How to learn a new programming language

child learning

In this article I’m trying to synthesize my tried-and-tested approach to learning a new programming language, or a new framework. This is not a zero to hero guide to programming. I will be assuming that you have experience with at least one programming language. There is an easy way of going from “I know Java pretty well” to “I know programming pretty well” 

Don’t be afraid to jump right in

Programming is a skill you learn by doing. A simple “Hello world!” can go a long way. Start small and build up from there. Build on previous experience. Trust me on this one. It gets easier with time. Once you’ve done this a couple of times, you will find that programming are more alike than different. Knowledge is transferable, and programming knowledge is almost always transferable. The syntax may differ, but the underlying concepts remain the same. 

Take your time

Switching to a new language requires time, especially if you plan to do it right. This tends to work a lot better when you don’t have a deadline coming up. Pay attention to what you are learning, especially when you are starting out. Usually, the learning curve is quite steep and you have to learn a lot in a short time. Don’t rush to finish the project you are working on. Read about the problems you run into. If you understand the issue now, you will know better than to run into it in the future. On top of that, you tend to run into the same issues many times. If you take the time now to understand, you will save yourself a lot of time in the future. 

Problems are also a way for you to find the truly important concepts. You will naturally run into the most important concept early and often. So, learn the fundamentals as you run into them. 

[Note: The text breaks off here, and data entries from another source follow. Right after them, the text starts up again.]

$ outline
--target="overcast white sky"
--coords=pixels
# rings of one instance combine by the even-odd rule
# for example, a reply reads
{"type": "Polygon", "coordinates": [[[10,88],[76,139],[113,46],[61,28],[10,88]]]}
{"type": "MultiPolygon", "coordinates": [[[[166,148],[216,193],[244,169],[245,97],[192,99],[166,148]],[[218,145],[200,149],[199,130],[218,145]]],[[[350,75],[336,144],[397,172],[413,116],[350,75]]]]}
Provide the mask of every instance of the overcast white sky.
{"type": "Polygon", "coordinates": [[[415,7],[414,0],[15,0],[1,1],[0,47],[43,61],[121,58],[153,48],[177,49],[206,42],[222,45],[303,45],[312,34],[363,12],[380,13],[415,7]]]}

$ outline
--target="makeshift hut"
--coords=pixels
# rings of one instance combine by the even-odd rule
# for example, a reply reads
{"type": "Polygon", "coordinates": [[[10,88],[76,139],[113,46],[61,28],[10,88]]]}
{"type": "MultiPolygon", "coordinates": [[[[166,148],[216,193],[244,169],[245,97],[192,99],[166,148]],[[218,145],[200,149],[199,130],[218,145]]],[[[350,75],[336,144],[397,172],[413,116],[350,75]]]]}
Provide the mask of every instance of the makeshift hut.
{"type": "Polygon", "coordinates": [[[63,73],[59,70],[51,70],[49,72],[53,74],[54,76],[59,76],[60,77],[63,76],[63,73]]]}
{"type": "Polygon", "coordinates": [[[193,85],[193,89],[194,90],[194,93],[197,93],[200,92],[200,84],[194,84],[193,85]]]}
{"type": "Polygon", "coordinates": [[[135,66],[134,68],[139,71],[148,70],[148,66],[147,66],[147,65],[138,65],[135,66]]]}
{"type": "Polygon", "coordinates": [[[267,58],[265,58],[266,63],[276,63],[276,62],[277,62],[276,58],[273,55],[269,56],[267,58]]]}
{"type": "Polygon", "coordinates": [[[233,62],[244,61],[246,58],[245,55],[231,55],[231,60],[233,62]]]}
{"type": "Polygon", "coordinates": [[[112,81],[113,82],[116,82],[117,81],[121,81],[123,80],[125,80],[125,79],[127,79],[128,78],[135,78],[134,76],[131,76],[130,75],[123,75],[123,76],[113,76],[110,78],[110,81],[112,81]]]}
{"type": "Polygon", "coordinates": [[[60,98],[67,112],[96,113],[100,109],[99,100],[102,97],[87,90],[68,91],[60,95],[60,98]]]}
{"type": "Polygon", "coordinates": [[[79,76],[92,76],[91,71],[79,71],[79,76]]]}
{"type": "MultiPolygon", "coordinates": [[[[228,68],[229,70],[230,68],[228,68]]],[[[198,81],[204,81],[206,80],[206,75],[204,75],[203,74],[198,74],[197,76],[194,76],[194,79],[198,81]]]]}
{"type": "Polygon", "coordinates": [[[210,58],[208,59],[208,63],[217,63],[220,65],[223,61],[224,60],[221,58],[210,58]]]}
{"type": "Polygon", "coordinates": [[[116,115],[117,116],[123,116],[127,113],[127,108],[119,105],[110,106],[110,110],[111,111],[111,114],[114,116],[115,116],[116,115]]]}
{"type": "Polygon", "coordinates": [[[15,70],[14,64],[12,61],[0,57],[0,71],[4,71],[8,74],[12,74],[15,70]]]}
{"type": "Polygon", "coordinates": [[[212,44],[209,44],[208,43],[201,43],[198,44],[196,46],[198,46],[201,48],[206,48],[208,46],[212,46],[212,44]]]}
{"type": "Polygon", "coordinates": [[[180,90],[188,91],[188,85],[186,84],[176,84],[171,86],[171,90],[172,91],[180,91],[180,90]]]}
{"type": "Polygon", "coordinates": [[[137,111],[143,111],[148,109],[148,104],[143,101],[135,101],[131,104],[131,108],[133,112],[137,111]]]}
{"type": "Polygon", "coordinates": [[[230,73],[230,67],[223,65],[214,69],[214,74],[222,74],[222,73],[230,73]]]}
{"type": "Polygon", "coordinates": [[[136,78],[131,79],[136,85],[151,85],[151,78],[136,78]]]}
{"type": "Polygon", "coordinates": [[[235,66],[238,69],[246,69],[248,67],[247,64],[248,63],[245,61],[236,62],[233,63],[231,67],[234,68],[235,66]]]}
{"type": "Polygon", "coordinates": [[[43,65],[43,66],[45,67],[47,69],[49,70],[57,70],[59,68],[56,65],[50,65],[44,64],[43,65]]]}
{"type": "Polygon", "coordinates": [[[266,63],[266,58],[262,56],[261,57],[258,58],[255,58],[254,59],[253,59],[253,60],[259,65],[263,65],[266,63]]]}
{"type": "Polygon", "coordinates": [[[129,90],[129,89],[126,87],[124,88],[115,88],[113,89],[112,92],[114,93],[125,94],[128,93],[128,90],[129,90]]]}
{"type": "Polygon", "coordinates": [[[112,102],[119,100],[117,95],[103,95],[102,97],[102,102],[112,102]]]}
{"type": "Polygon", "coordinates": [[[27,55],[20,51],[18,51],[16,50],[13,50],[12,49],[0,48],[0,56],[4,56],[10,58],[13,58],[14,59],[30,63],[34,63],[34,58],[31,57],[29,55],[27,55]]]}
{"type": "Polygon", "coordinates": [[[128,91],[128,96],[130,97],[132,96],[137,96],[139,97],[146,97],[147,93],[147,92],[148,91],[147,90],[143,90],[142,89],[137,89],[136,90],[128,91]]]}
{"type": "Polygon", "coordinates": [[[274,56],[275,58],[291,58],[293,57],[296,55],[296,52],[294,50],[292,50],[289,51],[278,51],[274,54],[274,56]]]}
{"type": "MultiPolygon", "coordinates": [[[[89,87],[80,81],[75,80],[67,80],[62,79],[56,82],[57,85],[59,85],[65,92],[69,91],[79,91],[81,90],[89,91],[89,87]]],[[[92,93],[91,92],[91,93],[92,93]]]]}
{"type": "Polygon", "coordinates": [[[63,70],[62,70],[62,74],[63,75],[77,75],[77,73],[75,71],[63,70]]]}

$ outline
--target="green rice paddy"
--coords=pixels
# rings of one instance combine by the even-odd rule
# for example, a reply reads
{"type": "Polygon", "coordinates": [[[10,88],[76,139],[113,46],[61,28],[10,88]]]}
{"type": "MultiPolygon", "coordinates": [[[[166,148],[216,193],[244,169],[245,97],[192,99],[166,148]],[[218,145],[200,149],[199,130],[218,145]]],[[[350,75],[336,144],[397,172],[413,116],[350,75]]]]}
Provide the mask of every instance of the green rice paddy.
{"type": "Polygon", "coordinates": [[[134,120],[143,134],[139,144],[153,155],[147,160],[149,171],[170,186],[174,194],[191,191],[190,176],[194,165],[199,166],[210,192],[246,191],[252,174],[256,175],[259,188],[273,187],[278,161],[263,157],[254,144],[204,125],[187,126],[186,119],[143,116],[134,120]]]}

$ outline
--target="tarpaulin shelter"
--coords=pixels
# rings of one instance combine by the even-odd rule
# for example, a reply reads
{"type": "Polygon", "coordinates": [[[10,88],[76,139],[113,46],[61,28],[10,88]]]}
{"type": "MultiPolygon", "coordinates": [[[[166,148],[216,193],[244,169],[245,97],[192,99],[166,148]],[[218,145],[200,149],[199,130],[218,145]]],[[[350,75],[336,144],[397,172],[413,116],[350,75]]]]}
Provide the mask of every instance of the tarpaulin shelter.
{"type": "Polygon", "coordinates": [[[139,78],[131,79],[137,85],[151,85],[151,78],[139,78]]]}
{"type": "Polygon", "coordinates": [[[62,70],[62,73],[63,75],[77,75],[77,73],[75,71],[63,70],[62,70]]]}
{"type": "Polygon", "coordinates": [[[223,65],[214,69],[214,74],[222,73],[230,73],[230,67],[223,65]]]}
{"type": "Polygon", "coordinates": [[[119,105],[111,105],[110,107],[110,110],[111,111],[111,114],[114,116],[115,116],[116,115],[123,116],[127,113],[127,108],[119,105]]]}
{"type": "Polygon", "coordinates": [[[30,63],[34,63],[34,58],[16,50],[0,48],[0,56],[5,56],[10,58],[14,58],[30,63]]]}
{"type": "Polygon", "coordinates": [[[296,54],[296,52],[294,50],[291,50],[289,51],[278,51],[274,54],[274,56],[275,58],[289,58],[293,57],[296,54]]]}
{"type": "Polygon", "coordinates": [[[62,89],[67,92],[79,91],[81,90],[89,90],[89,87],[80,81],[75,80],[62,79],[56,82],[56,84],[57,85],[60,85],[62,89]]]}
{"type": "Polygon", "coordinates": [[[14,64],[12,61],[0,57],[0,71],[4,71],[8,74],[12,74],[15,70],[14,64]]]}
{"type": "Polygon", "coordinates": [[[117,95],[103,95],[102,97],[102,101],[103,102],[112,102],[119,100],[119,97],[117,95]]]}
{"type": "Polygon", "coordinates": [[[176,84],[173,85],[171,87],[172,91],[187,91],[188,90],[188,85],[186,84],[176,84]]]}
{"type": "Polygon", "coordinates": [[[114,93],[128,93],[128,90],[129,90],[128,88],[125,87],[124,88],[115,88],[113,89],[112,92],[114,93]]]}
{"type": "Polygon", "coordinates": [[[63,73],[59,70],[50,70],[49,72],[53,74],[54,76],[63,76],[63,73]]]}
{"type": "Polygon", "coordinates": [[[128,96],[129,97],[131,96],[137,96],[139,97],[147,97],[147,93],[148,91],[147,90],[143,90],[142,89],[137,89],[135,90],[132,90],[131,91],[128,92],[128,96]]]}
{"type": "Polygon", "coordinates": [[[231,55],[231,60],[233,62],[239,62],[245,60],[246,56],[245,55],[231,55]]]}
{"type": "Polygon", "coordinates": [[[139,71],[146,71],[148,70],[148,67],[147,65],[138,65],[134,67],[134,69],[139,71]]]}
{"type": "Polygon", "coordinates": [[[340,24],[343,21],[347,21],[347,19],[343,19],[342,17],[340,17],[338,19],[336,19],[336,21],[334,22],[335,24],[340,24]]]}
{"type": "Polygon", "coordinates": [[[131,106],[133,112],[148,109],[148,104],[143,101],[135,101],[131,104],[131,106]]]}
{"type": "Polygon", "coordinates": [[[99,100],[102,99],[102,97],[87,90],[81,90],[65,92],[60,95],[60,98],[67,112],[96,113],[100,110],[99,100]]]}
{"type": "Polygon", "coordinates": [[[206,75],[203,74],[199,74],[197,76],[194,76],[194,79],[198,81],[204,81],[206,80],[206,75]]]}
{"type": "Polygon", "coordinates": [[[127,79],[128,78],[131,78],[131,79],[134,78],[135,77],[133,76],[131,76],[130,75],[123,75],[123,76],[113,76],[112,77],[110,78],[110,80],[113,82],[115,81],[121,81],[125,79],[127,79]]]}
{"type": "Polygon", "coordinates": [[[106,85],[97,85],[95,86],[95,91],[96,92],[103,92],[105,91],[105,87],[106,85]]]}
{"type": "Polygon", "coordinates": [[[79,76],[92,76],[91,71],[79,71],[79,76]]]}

Stay away from rabbit holes

Be careful with the point above. With computers, things can get incredibly complicated once you start looking under the hood. You can get lost in the details. There are so many moving things that need to work together to get to that simple “Hello world!”. Try to understand them all at once, and you will never get to the “Hello world!” stage. Instead, try to build some abstractions. Learn what you need, just enough to use the concepts. Do some things, break some things, learn from your mistakes and repeat. 

You will make mistakes 

Same as almost everything else, learning is a process that improves over time. Code is not any different. Be ready to make mistakes. Take the necessary precautions not to cause too much trouble. Run the unit tests. Manually test your code locally. Doing that will dramatically decrease your chances you are going to break anything. 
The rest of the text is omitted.